There is big data. And then there is the relatively more familiar type, let’s call it small data for now. The former goes the Hadoop/ MapReduce way. Whereas the latter is what the likes of Oracle, SQL Server, and DB2 have built their reputations on.
Coming to Hadoop, there appears to be unanimous agreement that it is complex. That taming its complexity requires specialized skills, falling into the realm of hard-to-find data scientists. Folks who have a handle on traditional data stores are clearly much easier to locate.
But today we are beginning to see tools that lower the challenge in using Hadoop by masking some of its complexity. Opening up SQL to Hadoop is an example. Another is the addition of RDBMS features to the Hadoop platform.
Is a convergence of big data and small data platforms on the horizon?
At this time, it might be a good idea to step back and review what is it that we do with data: storage, master data management, running of transactions, and performing analysis, to name a few. What if it did not matter whether the data was structured or semi-structured or unstructured? How about a unified approach to data processing that treats all data types equally efficiently? Meaning storage products, MDM systems, OLTP systems, and BI/Analytics applications handle all types within the same platform. While taking on the size and complexity of big data, to a large extent.
Evidently the results would be profound. For example, consider the prospect of analyzing sensor data and feeding the results to operational processes for generating real-time responses.
Basically we are talking about a framework that brings together all types of data: a direction in which it does seem that we are headed.
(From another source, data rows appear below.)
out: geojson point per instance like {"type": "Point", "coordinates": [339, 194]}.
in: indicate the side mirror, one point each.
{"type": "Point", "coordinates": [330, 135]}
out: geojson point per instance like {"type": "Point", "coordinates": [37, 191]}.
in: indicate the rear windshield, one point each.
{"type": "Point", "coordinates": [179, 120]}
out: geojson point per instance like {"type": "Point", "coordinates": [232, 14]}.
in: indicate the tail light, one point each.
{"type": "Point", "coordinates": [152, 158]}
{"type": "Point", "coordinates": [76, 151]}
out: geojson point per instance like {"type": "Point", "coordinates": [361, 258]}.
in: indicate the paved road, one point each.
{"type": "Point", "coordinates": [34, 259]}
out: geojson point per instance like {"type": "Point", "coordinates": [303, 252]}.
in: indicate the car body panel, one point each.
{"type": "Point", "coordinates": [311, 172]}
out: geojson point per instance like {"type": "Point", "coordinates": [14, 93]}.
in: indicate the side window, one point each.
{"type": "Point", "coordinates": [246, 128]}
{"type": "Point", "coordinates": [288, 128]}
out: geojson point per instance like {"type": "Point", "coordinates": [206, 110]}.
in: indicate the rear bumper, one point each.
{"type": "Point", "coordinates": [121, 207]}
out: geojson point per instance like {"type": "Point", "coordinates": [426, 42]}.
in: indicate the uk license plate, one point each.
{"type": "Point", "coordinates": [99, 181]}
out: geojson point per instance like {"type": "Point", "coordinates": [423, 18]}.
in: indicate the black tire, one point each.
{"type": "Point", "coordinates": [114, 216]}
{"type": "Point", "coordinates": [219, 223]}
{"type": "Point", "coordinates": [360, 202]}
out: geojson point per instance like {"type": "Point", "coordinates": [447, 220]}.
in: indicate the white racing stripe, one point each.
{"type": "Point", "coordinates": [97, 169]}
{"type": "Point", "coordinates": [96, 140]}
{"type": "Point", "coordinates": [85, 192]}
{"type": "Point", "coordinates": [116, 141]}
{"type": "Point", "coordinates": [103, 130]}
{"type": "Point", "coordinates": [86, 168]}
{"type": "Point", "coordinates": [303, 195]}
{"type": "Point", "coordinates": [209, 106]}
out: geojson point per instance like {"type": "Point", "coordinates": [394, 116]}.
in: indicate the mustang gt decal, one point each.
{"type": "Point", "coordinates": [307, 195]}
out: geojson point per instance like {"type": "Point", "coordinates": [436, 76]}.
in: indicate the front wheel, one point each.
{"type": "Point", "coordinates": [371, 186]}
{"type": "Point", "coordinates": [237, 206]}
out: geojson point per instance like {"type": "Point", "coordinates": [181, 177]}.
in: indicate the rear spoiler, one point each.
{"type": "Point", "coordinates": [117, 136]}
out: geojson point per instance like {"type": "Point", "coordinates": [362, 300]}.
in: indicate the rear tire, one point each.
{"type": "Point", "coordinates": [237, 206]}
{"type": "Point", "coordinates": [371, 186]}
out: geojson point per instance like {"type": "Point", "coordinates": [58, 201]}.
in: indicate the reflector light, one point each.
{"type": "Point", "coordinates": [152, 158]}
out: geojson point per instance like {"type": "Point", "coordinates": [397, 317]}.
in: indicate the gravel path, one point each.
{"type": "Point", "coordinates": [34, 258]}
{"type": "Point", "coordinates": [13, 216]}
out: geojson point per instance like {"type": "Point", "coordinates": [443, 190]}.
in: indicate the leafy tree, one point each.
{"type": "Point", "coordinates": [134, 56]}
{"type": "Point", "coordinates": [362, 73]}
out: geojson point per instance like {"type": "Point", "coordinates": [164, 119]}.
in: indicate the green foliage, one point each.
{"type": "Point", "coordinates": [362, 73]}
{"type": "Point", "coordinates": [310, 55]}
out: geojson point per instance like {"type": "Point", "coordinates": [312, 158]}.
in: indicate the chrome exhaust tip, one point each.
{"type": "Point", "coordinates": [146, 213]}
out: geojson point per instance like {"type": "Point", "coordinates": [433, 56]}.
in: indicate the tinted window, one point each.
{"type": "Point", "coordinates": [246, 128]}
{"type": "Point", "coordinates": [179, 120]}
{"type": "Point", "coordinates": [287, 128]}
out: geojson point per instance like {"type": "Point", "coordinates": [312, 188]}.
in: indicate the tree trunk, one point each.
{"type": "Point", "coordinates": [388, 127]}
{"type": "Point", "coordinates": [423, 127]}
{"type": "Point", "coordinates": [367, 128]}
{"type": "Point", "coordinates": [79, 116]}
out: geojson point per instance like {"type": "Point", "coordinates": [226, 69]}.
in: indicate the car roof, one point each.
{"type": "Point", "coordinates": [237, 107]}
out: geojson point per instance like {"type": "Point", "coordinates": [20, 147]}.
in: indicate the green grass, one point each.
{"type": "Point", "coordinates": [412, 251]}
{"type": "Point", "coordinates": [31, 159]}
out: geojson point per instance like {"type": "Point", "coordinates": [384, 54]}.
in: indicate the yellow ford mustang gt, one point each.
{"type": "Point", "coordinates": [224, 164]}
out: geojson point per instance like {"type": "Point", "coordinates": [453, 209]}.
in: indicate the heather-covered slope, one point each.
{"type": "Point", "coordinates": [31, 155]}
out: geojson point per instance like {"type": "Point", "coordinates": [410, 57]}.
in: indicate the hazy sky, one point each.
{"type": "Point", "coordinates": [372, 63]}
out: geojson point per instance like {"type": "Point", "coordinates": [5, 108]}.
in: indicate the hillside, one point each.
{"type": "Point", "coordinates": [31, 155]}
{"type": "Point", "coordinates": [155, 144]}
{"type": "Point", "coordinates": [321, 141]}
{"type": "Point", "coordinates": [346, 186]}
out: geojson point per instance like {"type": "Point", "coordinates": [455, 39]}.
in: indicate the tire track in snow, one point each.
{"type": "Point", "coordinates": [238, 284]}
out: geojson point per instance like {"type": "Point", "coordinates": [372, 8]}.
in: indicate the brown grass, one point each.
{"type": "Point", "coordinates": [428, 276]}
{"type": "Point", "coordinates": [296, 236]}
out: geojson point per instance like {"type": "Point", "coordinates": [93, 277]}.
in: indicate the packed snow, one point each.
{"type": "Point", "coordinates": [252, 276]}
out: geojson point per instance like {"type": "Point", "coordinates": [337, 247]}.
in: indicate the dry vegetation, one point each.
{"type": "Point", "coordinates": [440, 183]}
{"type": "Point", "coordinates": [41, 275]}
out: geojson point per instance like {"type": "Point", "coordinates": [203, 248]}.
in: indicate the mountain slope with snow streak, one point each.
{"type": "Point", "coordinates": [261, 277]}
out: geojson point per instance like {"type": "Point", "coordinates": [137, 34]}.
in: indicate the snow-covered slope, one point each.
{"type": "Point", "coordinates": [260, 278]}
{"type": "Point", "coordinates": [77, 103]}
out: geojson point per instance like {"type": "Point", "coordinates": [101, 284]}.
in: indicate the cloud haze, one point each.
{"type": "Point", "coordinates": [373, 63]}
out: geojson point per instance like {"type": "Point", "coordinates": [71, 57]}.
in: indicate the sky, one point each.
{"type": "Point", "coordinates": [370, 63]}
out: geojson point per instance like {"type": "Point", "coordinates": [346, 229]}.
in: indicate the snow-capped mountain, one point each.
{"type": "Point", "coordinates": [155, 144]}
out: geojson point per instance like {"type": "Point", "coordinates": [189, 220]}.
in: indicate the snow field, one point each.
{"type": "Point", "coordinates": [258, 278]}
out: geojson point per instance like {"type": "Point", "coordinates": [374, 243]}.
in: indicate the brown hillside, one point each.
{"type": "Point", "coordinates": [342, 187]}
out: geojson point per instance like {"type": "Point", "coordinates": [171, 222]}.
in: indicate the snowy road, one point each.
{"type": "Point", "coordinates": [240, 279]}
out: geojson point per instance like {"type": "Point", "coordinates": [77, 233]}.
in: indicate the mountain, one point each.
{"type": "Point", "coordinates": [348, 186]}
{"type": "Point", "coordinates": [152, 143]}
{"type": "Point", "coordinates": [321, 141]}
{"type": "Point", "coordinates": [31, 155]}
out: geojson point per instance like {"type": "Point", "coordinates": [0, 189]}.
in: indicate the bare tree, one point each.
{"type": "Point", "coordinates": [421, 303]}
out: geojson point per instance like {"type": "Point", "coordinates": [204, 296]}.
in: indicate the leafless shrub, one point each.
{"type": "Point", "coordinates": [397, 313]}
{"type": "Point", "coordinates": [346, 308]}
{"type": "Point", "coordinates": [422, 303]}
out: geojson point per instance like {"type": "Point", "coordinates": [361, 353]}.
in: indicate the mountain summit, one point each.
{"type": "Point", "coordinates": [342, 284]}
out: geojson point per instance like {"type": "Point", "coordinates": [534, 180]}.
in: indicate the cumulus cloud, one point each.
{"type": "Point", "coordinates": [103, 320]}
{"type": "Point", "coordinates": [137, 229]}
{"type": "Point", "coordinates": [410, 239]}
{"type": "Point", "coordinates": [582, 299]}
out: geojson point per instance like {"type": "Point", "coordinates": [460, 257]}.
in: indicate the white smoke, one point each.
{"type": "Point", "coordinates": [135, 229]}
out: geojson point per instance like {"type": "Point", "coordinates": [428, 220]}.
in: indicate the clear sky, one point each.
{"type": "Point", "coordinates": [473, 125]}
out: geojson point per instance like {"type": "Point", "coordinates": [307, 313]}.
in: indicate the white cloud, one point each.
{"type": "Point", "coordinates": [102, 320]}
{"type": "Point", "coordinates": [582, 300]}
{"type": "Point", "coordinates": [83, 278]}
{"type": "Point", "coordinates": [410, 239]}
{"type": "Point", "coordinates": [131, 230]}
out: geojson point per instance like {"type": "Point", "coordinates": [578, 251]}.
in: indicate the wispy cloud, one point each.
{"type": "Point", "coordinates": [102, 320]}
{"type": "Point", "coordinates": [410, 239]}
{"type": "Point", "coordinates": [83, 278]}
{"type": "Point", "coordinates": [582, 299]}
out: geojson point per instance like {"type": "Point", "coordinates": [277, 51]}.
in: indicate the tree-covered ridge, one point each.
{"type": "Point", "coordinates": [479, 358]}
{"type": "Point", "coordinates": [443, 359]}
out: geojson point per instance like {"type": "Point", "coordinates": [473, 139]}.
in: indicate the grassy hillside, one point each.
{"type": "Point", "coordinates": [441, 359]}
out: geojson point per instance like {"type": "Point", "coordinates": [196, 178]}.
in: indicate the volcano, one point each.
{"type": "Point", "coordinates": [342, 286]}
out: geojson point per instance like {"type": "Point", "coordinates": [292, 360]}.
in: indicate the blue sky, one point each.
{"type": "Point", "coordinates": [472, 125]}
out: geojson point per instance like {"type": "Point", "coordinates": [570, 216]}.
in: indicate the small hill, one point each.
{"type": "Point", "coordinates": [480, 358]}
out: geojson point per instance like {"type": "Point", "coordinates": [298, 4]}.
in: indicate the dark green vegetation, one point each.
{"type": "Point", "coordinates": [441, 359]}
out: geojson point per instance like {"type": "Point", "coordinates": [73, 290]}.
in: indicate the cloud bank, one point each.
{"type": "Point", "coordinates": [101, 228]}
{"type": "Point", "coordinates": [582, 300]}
Fast forward a few years and it does appear likely that all data, big and small, could converge in one common platform.
Assuming that is the case, there will be just “data” – with the systems that process it being indifferent to whether it is structured or unstructured, while managing its size and complexity.
It will be interesting to see what might be the predominant data platforms in vogue at that time. Would they include a version of Hadoop? Or would it be an entirely new range of platforms?
Clearly the amount of hidden value in unstructured data vastly surpasses that in structured data. After all it has been the least understood, yet has the largest volumes. There is just so much to be discovered.
Also that should mark the end of the big data hype.